His target was the congregation of 25,000 people at the Eidgah in Marriabad – a Shia-populated locality in Quetta – in order to ensure maximum casualties. However, being unable to reach his intended victims, the suicide bomber blew up his explosives-laden car on Wednesday near the place of worship, killing at least 12 people, including two women and two children, and wounding 32 others.
In what appeared to be an incident of sectarian violence, the bomber struck a parking lot near a mosque on Shaheed Major Mohammad Ali Road right after Eidul Fitr prayers.
Claiming responsibility for the brutal attack, a spokesperson of the banned militant outfit Lashkar-e-Jhangvi (LeJ), who introduced himself as Ali Sher Haideri, contacted different media offices from an undisclosed location and confirmed that his organisation was responsible for the incident. “LeJ will continue to target people from the Shia community,” he said.
The blast was so powerful that more than ten cars caught fire and the roofs of two houses collapsed. Ten people died on the spot, while 34 people received injuries, two of whom succumbed to their wounds on Thursday, taking the original death toll to 12.
Firefighters and rescue workers rushed to the spot soon after the incident and shifted the bodies and the injured to Provincial Sandeman Hospital and Combined Military Hospital (CMH) where a state of emergency had been declared.
All those who lost their lives belonged to the Shia community, police officials said.
“Over 60 kilogrammes of explosives were used in the attack and the police managed to recover the head and hands of the suicide bomber,” Deputy Inspector General (DIG-Investigations) Nazir Kurd told The Express Tribune. Samples will be sent for a DNA test to determine the bomber’s identity.
“We had deputed community guards near the mosque. They intercepted the suicide bomber near the parking lot where he detonated the explosives,” said Ghulam Hussain, a spokesperson of the Wahadatul Muslimeen. “There would have been hundreds of deaths had the bomber managed to reach the congregation.”
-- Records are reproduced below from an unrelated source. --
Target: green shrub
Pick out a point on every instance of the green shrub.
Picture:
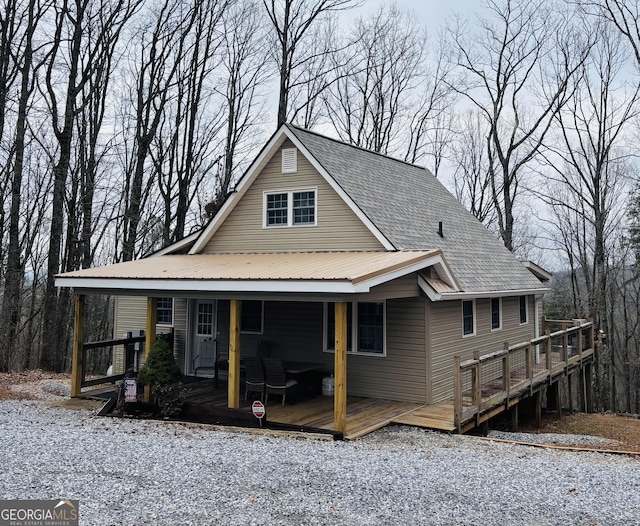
(162, 374)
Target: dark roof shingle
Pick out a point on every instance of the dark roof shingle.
(406, 203)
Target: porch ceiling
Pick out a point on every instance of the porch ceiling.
(333, 272)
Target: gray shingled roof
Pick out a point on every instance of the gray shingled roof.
(406, 203)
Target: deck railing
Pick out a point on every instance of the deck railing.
(485, 382)
(129, 344)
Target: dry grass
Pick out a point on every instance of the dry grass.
(8, 382)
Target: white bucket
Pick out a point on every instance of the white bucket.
(328, 386)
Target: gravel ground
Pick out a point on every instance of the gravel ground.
(141, 472)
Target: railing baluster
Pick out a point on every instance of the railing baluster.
(457, 393)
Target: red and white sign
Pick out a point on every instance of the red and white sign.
(258, 409)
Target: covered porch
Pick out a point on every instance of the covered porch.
(335, 279)
(317, 414)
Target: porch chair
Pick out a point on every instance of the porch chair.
(277, 382)
(254, 382)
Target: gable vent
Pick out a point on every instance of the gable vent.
(289, 160)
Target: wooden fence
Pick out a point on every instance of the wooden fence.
(488, 382)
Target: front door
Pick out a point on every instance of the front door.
(204, 343)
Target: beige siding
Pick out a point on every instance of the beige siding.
(131, 314)
(295, 331)
(400, 375)
(338, 228)
(447, 340)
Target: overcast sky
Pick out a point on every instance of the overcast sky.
(432, 13)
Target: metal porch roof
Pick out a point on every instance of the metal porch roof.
(260, 272)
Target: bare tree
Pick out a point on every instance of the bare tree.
(293, 22)
(244, 62)
(591, 161)
(471, 166)
(91, 31)
(370, 103)
(184, 150)
(23, 54)
(518, 71)
(163, 43)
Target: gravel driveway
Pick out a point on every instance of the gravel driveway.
(140, 472)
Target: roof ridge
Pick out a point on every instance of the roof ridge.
(355, 146)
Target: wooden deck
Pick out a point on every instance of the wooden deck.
(364, 415)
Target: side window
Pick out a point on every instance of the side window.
(165, 311)
(468, 317)
(290, 208)
(524, 314)
(365, 326)
(496, 314)
(277, 209)
(304, 208)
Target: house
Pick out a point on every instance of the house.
(335, 255)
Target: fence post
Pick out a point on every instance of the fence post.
(547, 350)
(78, 360)
(579, 343)
(476, 389)
(457, 393)
(529, 360)
(506, 374)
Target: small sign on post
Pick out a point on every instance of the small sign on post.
(130, 390)
(258, 410)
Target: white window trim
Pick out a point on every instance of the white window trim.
(242, 331)
(289, 193)
(526, 310)
(293, 152)
(173, 314)
(499, 327)
(354, 330)
(475, 318)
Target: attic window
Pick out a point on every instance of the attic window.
(290, 208)
(289, 160)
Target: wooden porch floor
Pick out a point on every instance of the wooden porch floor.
(364, 415)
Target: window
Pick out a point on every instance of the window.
(289, 160)
(291, 208)
(204, 322)
(371, 327)
(524, 314)
(251, 316)
(365, 325)
(496, 316)
(277, 209)
(304, 208)
(468, 318)
(165, 311)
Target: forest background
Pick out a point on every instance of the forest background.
(125, 123)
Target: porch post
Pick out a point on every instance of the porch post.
(150, 336)
(340, 369)
(77, 363)
(233, 381)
The Eidgah can accommodate 35,000 people, and at the time of the attack, there were around 25,000 people who had gathered there for Eid prayers.
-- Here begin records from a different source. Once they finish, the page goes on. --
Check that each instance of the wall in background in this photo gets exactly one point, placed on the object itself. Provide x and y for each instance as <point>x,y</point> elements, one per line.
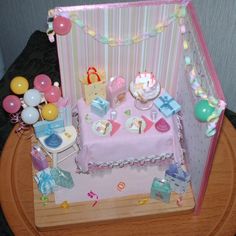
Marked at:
<point>19,19</point>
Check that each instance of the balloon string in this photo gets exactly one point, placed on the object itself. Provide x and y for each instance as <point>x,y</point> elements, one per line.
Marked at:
<point>16,118</point>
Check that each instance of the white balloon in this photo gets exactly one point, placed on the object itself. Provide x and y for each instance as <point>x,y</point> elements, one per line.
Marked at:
<point>30,115</point>
<point>32,97</point>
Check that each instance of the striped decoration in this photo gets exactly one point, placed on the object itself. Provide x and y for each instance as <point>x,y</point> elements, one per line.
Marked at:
<point>160,55</point>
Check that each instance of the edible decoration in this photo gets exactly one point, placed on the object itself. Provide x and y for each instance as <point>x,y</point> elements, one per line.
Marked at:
<point>121,186</point>
<point>144,89</point>
<point>135,125</point>
<point>160,190</point>
<point>11,104</point>
<point>19,85</point>
<point>177,178</point>
<point>102,127</point>
<point>203,110</point>
<point>61,25</point>
<point>100,106</point>
<point>53,141</point>
<point>93,85</point>
<point>62,178</point>
<point>92,195</point>
<point>32,97</point>
<point>45,182</point>
<point>167,105</point>
<point>143,201</point>
<point>42,82</point>
<point>30,115</point>
<point>49,111</point>
<point>45,128</point>
<point>65,205</point>
<point>116,91</point>
<point>162,126</point>
<point>180,201</point>
<point>38,158</point>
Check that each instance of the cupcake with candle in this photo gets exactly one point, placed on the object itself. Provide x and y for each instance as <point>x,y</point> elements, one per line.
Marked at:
<point>145,87</point>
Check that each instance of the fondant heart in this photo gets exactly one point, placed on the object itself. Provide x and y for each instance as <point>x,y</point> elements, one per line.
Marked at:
<point>162,126</point>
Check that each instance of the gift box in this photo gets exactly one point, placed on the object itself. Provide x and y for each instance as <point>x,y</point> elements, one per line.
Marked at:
<point>177,178</point>
<point>177,62</point>
<point>116,91</point>
<point>38,158</point>
<point>93,84</point>
<point>62,178</point>
<point>100,106</point>
<point>167,105</point>
<point>160,190</point>
<point>45,181</point>
<point>46,128</point>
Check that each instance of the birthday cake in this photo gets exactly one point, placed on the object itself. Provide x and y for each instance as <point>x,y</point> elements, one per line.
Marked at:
<point>145,87</point>
<point>125,136</point>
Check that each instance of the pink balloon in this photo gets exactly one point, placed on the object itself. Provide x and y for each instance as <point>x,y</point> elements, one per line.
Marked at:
<point>11,104</point>
<point>61,25</point>
<point>52,94</point>
<point>42,82</point>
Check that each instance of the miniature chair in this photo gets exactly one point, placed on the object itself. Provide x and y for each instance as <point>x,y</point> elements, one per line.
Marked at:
<point>68,138</point>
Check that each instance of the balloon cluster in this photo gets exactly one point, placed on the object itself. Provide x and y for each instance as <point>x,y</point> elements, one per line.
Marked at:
<point>43,92</point>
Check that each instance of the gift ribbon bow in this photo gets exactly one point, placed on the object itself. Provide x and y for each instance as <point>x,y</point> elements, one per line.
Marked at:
<point>166,102</point>
<point>46,183</point>
<point>162,184</point>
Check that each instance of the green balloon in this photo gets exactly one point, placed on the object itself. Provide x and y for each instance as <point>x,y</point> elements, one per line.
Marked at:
<point>203,110</point>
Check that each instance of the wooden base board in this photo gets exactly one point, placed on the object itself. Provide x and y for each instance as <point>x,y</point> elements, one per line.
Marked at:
<point>51,215</point>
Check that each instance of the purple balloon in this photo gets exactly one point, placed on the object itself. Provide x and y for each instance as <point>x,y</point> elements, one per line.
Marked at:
<point>11,104</point>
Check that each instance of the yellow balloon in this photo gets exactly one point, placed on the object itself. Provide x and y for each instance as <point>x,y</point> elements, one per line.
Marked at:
<point>49,112</point>
<point>19,85</point>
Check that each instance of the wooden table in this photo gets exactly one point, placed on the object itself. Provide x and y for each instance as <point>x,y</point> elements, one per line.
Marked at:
<point>217,217</point>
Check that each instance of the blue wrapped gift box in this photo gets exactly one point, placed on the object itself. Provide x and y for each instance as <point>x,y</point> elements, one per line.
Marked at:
<point>160,190</point>
<point>46,128</point>
<point>100,106</point>
<point>167,105</point>
<point>178,178</point>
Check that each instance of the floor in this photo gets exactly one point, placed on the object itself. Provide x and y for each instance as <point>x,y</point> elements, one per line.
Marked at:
<point>4,228</point>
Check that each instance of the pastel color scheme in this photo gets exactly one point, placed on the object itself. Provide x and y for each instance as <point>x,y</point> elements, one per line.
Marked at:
<point>167,105</point>
<point>164,55</point>
<point>160,190</point>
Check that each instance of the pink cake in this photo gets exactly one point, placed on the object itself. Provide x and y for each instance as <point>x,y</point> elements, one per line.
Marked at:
<point>126,146</point>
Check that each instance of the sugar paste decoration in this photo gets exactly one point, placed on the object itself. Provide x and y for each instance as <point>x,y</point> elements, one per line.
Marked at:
<point>65,205</point>
<point>121,186</point>
<point>60,23</point>
<point>196,81</point>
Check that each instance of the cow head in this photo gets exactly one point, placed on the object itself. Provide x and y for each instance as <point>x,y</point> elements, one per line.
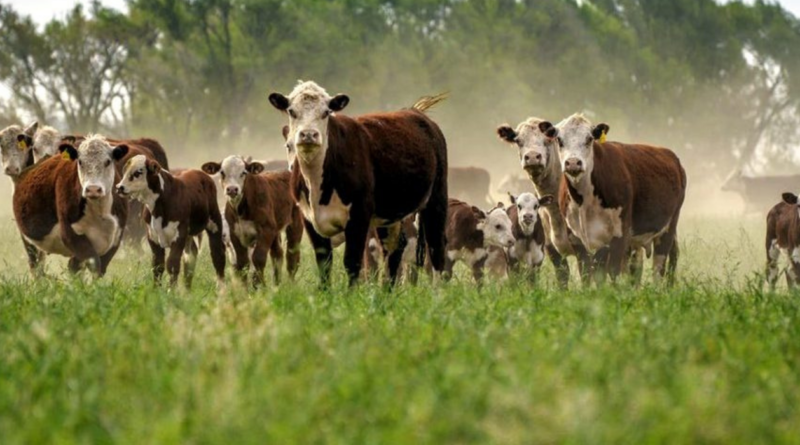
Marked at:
<point>309,108</point>
<point>96,169</point>
<point>15,148</point>
<point>535,139</point>
<point>233,171</point>
<point>496,227</point>
<point>140,178</point>
<point>46,141</point>
<point>528,210</point>
<point>576,138</point>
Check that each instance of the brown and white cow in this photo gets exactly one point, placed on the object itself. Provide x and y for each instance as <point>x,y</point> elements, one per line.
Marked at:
<point>529,248</point>
<point>178,209</point>
<point>470,234</point>
<point>538,154</point>
<point>66,205</point>
<point>620,198</point>
<point>259,207</point>
<point>373,170</point>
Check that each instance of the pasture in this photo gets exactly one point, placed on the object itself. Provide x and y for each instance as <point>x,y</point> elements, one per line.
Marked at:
<point>716,359</point>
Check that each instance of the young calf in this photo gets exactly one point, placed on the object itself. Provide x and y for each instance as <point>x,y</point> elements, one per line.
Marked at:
<point>470,233</point>
<point>177,209</point>
<point>259,208</point>
<point>529,247</point>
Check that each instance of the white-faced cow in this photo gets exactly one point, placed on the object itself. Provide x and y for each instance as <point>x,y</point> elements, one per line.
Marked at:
<point>529,248</point>
<point>259,207</point>
<point>66,205</point>
<point>538,154</point>
<point>373,170</point>
<point>620,198</point>
<point>178,209</point>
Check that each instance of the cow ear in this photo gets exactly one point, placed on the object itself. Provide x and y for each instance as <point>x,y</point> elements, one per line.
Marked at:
<point>279,101</point>
<point>255,168</point>
<point>507,133</point>
<point>600,131</point>
<point>338,103</point>
<point>119,152</point>
<point>211,168</point>
<point>68,152</point>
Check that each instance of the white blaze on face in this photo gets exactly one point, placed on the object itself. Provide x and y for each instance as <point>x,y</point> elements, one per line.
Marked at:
<point>95,167</point>
<point>497,229</point>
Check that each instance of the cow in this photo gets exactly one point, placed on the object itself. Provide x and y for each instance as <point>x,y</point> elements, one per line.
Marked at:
<point>758,191</point>
<point>469,184</point>
<point>619,198</point>
<point>372,170</point>
<point>67,205</point>
<point>471,232</point>
<point>529,248</point>
<point>259,207</point>
<point>536,141</point>
<point>178,209</point>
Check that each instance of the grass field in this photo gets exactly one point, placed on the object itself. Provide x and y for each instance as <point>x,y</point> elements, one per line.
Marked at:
<point>716,359</point>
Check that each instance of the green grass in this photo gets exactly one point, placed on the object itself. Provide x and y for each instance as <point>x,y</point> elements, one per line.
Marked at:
<point>716,359</point>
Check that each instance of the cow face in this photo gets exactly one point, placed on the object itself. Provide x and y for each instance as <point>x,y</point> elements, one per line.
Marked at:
<point>309,108</point>
<point>528,210</point>
<point>232,173</point>
<point>15,147</point>
<point>496,227</point>
<point>535,139</point>
<point>96,170</point>
<point>576,137</point>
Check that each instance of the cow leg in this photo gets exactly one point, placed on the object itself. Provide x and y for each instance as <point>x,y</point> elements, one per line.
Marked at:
<point>323,252</point>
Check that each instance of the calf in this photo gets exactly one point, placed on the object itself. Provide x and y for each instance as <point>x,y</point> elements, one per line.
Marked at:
<point>471,232</point>
<point>373,170</point>
<point>536,140</point>
<point>177,209</point>
<point>259,207</point>
<point>619,198</point>
<point>528,232</point>
<point>66,205</point>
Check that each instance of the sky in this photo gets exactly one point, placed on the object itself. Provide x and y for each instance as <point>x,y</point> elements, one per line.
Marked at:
<point>44,10</point>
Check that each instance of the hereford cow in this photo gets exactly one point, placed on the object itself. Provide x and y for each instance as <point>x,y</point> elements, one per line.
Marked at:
<point>538,154</point>
<point>373,170</point>
<point>619,198</point>
<point>67,205</point>
<point>469,184</point>
<point>470,234</point>
<point>178,209</point>
<point>758,192</point>
<point>528,232</point>
<point>259,207</point>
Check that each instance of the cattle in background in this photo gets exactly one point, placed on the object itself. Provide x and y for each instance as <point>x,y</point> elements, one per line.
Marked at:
<point>259,207</point>
<point>67,205</point>
<point>469,184</point>
<point>178,209</point>
<point>619,198</point>
<point>758,192</point>
<point>529,247</point>
<point>351,174</point>
<point>470,234</point>
<point>538,154</point>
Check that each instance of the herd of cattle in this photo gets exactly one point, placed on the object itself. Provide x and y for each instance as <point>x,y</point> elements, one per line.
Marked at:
<point>378,184</point>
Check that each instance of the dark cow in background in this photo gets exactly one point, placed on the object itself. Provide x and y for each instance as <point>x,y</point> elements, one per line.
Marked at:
<point>469,184</point>
<point>67,205</point>
<point>758,192</point>
<point>620,198</point>
<point>351,174</point>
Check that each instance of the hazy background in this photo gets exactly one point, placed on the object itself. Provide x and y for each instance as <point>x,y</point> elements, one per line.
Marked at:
<point>719,83</point>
Believing that attacks on their community have become widespread, Shia people now deploy members of their own sect to provide security for gatherings and processions.
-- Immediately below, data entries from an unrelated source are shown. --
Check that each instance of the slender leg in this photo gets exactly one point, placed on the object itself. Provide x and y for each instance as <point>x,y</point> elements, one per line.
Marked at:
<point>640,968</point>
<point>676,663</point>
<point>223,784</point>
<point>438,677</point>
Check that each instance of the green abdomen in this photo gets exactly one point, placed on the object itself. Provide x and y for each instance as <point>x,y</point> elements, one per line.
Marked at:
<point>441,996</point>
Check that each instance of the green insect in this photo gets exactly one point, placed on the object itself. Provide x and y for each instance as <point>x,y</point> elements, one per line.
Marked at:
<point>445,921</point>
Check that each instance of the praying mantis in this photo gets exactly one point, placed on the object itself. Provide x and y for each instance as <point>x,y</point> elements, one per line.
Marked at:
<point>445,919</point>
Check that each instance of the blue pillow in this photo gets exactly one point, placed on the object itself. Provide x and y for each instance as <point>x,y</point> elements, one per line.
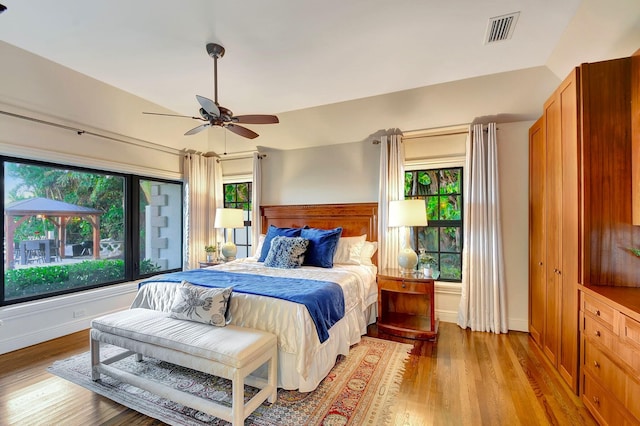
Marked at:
<point>322,246</point>
<point>272,232</point>
<point>286,252</point>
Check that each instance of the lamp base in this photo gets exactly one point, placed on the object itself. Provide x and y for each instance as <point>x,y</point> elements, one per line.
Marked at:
<point>229,251</point>
<point>407,260</point>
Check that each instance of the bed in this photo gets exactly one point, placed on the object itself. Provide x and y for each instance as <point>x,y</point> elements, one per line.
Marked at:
<point>305,353</point>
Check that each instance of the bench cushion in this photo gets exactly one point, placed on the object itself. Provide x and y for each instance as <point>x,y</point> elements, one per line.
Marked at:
<point>232,346</point>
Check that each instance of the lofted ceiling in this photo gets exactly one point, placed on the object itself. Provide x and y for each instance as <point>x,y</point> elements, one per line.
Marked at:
<point>288,55</point>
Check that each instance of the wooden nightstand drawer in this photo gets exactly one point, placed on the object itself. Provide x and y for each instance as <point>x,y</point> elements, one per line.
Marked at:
<point>598,310</point>
<point>405,285</point>
<point>406,305</point>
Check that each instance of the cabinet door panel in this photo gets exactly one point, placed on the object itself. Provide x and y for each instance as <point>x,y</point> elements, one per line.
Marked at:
<point>553,215</point>
<point>568,276</point>
<point>537,233</point>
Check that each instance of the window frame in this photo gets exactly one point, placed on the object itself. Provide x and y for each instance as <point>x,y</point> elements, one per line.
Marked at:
<point>247,229</point>
<point>131,231</point>
<point>438,164</point>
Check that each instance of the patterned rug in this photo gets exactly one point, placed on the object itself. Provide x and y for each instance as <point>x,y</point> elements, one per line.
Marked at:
<point>359,390</point>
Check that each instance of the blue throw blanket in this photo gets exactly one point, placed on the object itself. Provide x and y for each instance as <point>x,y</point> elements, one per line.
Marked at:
<point>324,300</point>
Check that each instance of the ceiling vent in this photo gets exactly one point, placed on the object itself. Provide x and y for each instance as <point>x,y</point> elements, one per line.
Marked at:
<point>501,27</point>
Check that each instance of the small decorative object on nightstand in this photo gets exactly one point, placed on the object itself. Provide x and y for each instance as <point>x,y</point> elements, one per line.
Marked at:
<point>213,262</point>
<point>211,252</point>
<point>407,213</point>
<point>227,219</point>
<point>406,305</point>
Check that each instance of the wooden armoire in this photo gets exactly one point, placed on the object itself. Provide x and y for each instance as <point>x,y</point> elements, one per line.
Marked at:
<point>580,219</point>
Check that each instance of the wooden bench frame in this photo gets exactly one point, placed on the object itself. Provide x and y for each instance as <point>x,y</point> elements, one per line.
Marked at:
<point>236,414</point>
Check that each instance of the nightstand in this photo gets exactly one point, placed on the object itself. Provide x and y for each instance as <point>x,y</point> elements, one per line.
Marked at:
<point>204,264</point>
<point>406,305</point>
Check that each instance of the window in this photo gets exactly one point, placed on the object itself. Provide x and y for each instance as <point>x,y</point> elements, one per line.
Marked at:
<point>442,238</point>
<point>68,228</point>
<point>238,196</point>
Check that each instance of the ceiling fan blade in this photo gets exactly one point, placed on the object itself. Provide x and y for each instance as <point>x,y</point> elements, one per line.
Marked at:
<point>256,119</point>
<point>208,105</point>
<point>242,131</point>
<point>174,115</point>
<point>197,129</point>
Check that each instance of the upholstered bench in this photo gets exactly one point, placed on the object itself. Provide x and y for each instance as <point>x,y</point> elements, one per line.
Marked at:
<point>231,352</point>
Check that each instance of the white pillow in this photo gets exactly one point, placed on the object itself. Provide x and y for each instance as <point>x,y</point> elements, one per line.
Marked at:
<point>348,250</point>
<point>201,304</point>
<point>259,247</point>
<point>368,250</point>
Funeral prayers for the 12 people killed were offered at the Hazara graveyard where they were laid to rest. An FIR has been registered at the Quaidabad Police Station under the anti-terrorism and explosive acts on behalf of the state. No arrests have been made so far.
Condemning the attack, Balochistan Chief Minister Nawab Aslam Raisani has directed the constitution of two committees to investigate the incident.
Published in The Express Tribune, September 3rd, 2011.